- Sire: Vaguely Noble
- Grandsire: Vienna
- Dam: Klepto
- Damsire: No Robbery
- Sex: Mare
- Foaled: 1980
- Country: United States
- Colour: Bay
- Breeder: Nelson Bunker Hunt
- Owner: 1) Bruce McNall (France) 2) Allen E. Paulson (USA)
- Trainer: 1) Maurice Zilber (France) 2) Charlie Whittingham (USA)
- Record: 30: 12-5-5
- Earnings: US$1,937,142

Major wins
- Prix de Tourelles (1983) La Coupe de Maisons-Laffitte (1984) Prix de la Pepiniere (1984) Las Palmas Handicap (1985) Santa Ana Handicap (1985) Yellow Ribbon Stakes (1985) Gamely Handicap (1985) Arlington Million (1986) Beverly Hills Handicap (1986) Oak Tree Invitational Stakes (1986)

Awards
- American Champion Female Turf Horse (1986)

= Estrapade (horse) =

American-bred Thoroughbred racehorse

Estrapade (1980–2005) was an American-bred Champion Thoroughbred racehorse. Bred in Kentucky by Nelson Bunker Hunt, she raced at age three and four in France for Bruce McNall where her most important win came in the 1984 La Coupe de Maisons-Laffitte. Shipped to the United States in October 1984 she raced once that year at Santa Anita Park, finishing third in the Yellow Ribbon Stakes, a Grade I race she would win the next year.

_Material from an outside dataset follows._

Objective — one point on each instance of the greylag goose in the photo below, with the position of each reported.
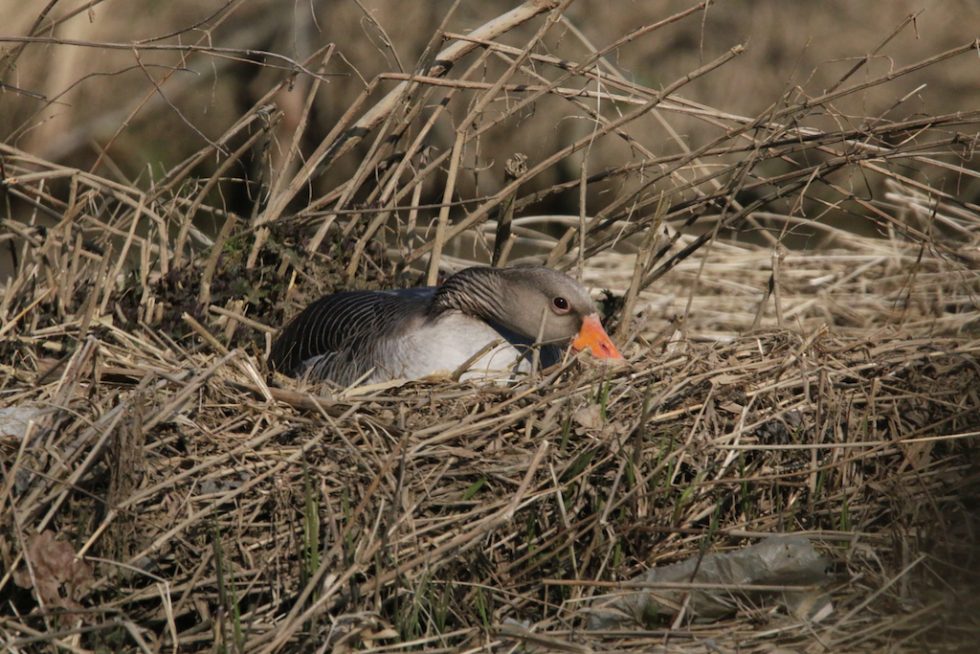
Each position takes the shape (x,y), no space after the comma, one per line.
(373,336)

Allen Paulson purchased Estrapade for $4.5-million at the November 1985 Keeneland breeding stock sale. She won three of her ten starts for her new owner, capturing the Beverly Hills Handicap and beating colts in both the Oak Tree Invitational Stakes and Arlington Million. As of 2008, Estrapade remains the only female to have ever won the Arlington Million. In her next to last career start, she ran third to winner Manila in the 1986 Breeders' Cup Turf. She was voted the 1986 Eclipse Award as American Champion Female Turf Horse.

Retired to broodmare duty, Estrapade produced two winners from six starters, including stakes race winner, Rice.
Estrapade developed Cushing's syndrome and was pensioned from the Hill 'n' Dale Farms breeding operation in Lexington, Kentucky. She was scheduled to be sent to Old Friends Equine in Georgetown, Kentucky, but on February 25, 2005, died of a heart attack. She is buried at the Old Friends Cemetery on Alfred Nuckols, Jr.'s Hurstland Farm with a plaque that outlines her accomplishments.

In 2006, Estrapade was nominated for induction in the National Museum of Racing and Hall of Fame.